Ex. 120 m of fencing is to be used to form three sides of a rectangular enclosure , the fourth side being an existing wall . Find the maximum possible area of the enclosure

L + 2 W = 120 so L = 120 - 2 W

A = L W
A = (120-2W)W = 120 W - 2 W^2

so
2 W^2 -120 W = - A

W^2 - 60 W = -A/2

W^2 - 60 W + 900 = -A/2 + 900

(W-30)^2 = -(1/2)(A-1800)

vertax of parabola at (30,1800)

so
W = 30
L = 120 - 60 = 60
and A = 1800 m^2

Hi Damon,

Where did you get the value 900 from?

Ah I see, that's part of completing the square.

To find the maximum possible area of the enclosure with a fixed perimeter, we can use the concept of optimization. In this case, we will use the derivative to determine the maximum area.
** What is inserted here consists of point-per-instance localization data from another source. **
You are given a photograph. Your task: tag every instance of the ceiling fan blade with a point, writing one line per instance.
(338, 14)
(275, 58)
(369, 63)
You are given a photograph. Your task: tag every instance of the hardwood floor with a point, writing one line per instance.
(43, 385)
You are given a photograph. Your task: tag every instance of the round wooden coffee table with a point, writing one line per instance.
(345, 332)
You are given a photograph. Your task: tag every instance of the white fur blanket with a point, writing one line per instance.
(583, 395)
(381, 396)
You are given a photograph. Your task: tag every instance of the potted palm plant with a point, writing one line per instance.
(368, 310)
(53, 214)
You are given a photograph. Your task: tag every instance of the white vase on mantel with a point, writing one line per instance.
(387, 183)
Let's assume the length of the rectangular enclosure is L and the width is W. We can form the three sides using L and W and the existing wall will contribute to the fourth side, making the total perimeter:

P = L + W + L = 2L + W

However, we are given that the total length of the four sides (perimeter) is fixed at 120 m. So we can write:

2L + W = 120

To express W in terms of L, we can rearrange the equation:

W = 120 - 2L

Now, we can express the area A in terms of L and W:

A = L * W

Substituting the value of W:

A = L * (120 - 2L) = 120L - 2L^2

To find the maximum area, we can take the derivative of A with respect to L and set it equal to zero:

dA/dL = 120 - 4L = 0

Solving this equation, we get:

4L = 120
L = 30

To ensure this is indeed the maximum, we can take the second derivative:

d^2A/dL^2 = -4 < 0

Since the second derivative is negative, it confirms that L = 30 is the value for which A is maximized.

Now, we can calculate the corresponding width W:

W = 120 - 2L = 120 - 2(30) = 120 - 60 = 60

So the maximum possible area of the enclosure is:

A = L * W = 30 * 60 = 1800 square meters.